Despite these concerns, Burrus urged lawmakers to refrain from intervening in specific subcontracting disputes, encouraging them instead to enact legislation compelling the Postal Service to bargain over the issue. Legislators should avoid substituting their judgment for that of the parties who are directly involved and who are best suited to make the decisions and compromises that are required, he said.
Burrus described the Postal Service as “a private investor’s dream: a tax-exempt, public monopoly, with revenues of $80 billion per year.” Eager businessmen anticipate the opportunity to divide the pieces of the U.S. Postal Service among themselves, he said, for substantial private financial gain.
“Perhaps the most insidious example of the march to privatization,” the APWU president testified, “is the operation of the Mailers Technical Advisory Committee, a panel composed of high-ranking postal officials and mailing industry moguls. At closed-door meetings, top-level postal officials entertain policy recommendations by the nation’s biggest mailers.” Despite “government in the sunshine” laws, Burrus noted, “the public is excluded from its deliberations, as are individual consumers, small businesses, and, of course, labor unions.”
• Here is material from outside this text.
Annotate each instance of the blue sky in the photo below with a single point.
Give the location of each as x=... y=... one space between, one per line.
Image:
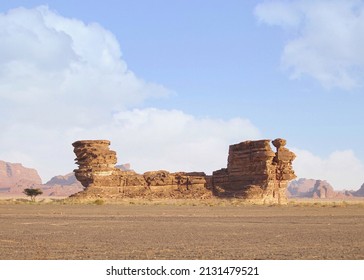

“At these secret meetings,” Burrus said, “schemes are being hatched to convert work performed by the USPS to private, for-profit entities.”
Along with the Consumer Alliance for Postal Services, the APWU has filed a lawsuit challenging the operations of MTAC, which for years has worked in relative obscurity. “Under the Federal Advisory Committee Act, it should be fairly easy to find out which postal policies and programs originated with the industry representatives in MTAC,” Burrus asserted. “The Advisory Committee Act requires that committee meetings be open to the public and that minutes of meetings be available.
“However,” he noted, “when the APWU sought to send a representative to attend MTAC meetings, our participation was barred.” During the same period, MTAC stopped posting its minutes on the Internet and refused to provide copies for public use, Burrus pointed out, although the committee recently began posting minutes of its meetings again.
“The secrecy of this powerful advisory committee has now taken on an even more ominous tone,” especially given that the 2006 postal reform law mandates that the Postal Service publish new service standards in consultation with the new Postal Regulatory Commission. Burrus called it “a matter of grave concern” that rather than waiting for formal proposals from the Postal Service, the PRC has sent invited representatives to attend secret MTAC meetings where Postal Service policy is being developed in concert with large mailers.
Congress must assert its authority and set public policy, Burrus said. “What is at stake is whether an independent federal agency that performs a vital public service should be handed over to private, for-profit enterprises.”
Burrus was joined on the witness panel by the presidents of the other three postal employee unions, each of whom voiced similar concerns about USPS contracting policies. A separate panel comprised of postmasters’ and supervisors’ association representatives also gave their views on contracting issues.